Im Sommer ist Fliegenschutz angesagt, werden unsere Lieblinge doch im Stall und ganz besonders im Freien von Insekten aller Art geplagt. Fachleute unterscheiden Insekten in lästige und in tatsächlich krankheitsverursachende Arten.

Nervensägen und Plagegeister

  • Typische Nervensägen sind Fliegen. Sie beunruhigen die Pferde schon allein dadurch, dass sie sich überall auf dem Fell niederlassen, bevorzugt aber im Augenwinkel und an den Nüstern. Jeder kennt das häufige Schweifschlagen und typische Fellzucken bei Pferden, das hauptsächlich von Fliegen verursacht wird. Treten sie in größeren Massen auf, verschmutzen sie den Stall und die Versorgungseinrichtungen. Eine echte Gefahr, die allerdings von Fliegen ausgeht, ist, dass sie bei Pferden durch ihren dauernden Schmutzeintrag im Augenwinkel schnell eine Bindehautentzündung verursachen.
  •  Beunruhigend für Pferde sind im Freien die Bremsen. Ihre schmerzhaften Stiche vermiesen Pferd und Reiter so manchen Ausritt und machen die Vierbeiner hochgradig nervös.

    Insekten können extrem nerven und Pferde entsprechend nervös machen.
    Insekten können extrem nerven und Pferde entsprechend nervös machen.
  • Lausfliegen krabbeln tief ins Fell, in die Mähne und den Schweif sowie in die hinteren Schenkelfalten. Sie erschrecken die Tiere durch ihre Bewegungen und ihre schmerzhaften Stiche.

Typische krankmachende Insekten 

  • Alle Formen von Stechmücken wie Kriebelmücken, Gnitzen und Schnaken können Krankheiten übertragen. Ihr allergener Speichel gilt als die Hauptursache für das Sommerekzem und andere Krankheiten, die mit starkem Juckreiz einhergehen. Pferde, die nicht daran gewöhnt sind, bekommen von zu vielen Kriebelmückenstichen allergische Schwellungen und Kreislaufprobleme.
  • Im Gepäck stechender und saugender Plagegeister können spezifische Krankheitserreger unter anderem Thelazien (Augenwürmer) und Filarien (Fadenwürmer) sein.
  • Zecken können beim Festsaugen an der Haut bei Pferd und Mensch die schlimme Krankheit Borreliose übertragen.
  • Dasselfliegen legen ihre gelblichen Eier auf dem Fell der Tiere ab, die dann die schlüpfenden Larven beim Fellknabbern aufnehmen. Der typische Innenparasit findet so seinen Weg!

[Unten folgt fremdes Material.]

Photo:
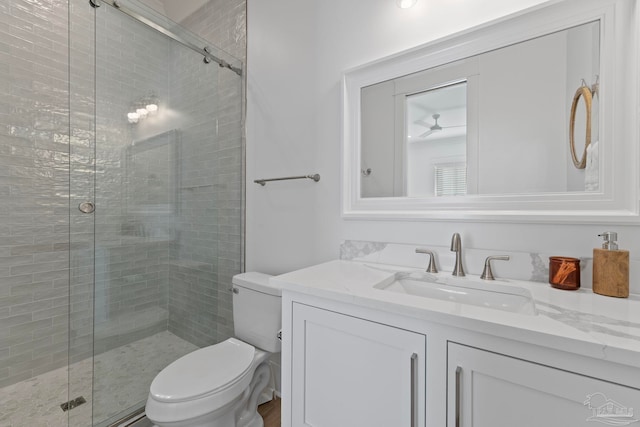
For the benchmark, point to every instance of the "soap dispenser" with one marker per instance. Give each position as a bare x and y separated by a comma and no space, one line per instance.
611,268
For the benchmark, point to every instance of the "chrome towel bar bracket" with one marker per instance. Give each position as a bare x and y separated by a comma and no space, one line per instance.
263,182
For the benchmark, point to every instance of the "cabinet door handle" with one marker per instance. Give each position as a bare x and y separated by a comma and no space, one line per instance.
414,390
458,380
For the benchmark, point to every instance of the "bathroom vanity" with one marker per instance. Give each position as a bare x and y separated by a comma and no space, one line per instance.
369,344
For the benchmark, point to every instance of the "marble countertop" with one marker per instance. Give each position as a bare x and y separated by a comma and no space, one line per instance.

Effizienter Fliegenschutz im Stall…

Fast jede Behausung verschafft einen gewissen Fliegenschutz. Schon eine offene Weideschutzhütte hilft. In der Regel sind Ställe und Schutzhütten umso effektiver, je kühler und dunkler sie sind. Im Sommer Fenster abzudunkeln, schadet daher sicher nicht.

In kühlen, dunklen Behausungen können sich Pferde am besten von Insekten erholen.
In kühlen, dunklen Behausungen können sich Pferde am besten von Insekten erholen.

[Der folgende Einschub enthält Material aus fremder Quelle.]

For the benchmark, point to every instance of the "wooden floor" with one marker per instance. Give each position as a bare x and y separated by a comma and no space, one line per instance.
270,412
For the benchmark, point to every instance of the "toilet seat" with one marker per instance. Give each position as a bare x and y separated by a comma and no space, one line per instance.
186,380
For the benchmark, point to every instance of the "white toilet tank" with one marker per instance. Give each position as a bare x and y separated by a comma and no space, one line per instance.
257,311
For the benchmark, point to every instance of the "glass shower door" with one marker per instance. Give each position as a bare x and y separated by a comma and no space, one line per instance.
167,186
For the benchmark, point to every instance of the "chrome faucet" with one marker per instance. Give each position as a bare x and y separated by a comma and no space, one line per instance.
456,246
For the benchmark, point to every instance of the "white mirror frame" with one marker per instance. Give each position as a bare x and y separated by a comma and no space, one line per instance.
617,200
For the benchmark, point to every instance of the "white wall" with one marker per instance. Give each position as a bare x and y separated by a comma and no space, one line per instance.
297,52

Besonders wichtig ist daneben eine gepflegte, saubere Einstreu. Täglich sollten eine gründliche Reinigung und ein Austausch stattfinden! Fliegen finden hygienische Ställe unattraktiv. So besteht automatisch ein gewisser Fliegenschutz. Saubere Tröge und Trinkanlagen sind besonders wichtig, damit Fliegen hier erst gar nicht die Obstreste finden, die sie so lieben. Dasselbe gilt natürlich für die Pferde selbst: Saubere, gewaschene Pferde ziehen Insekten deutlich weniger an als verschwitzte Drecknasen.

…und auf der Weide

Als Weideflächen sollten möglichst trockene Wiesen dienen, da die meisten Insekten Feuchtgebiete als Lebensraum bevorzugen. Es kann sehr sinnvoll sein, die Pferde zu bestimmten Zeiten von der Weide zu holen. Äußerlichen Fliegenschutz können Fliegenmasken und Decken bieten.

Fliegenschutz durch Fliegendecke
Fliegendecken verschaffen gewisse Erleichterung gegen die fiesen Plagegeister.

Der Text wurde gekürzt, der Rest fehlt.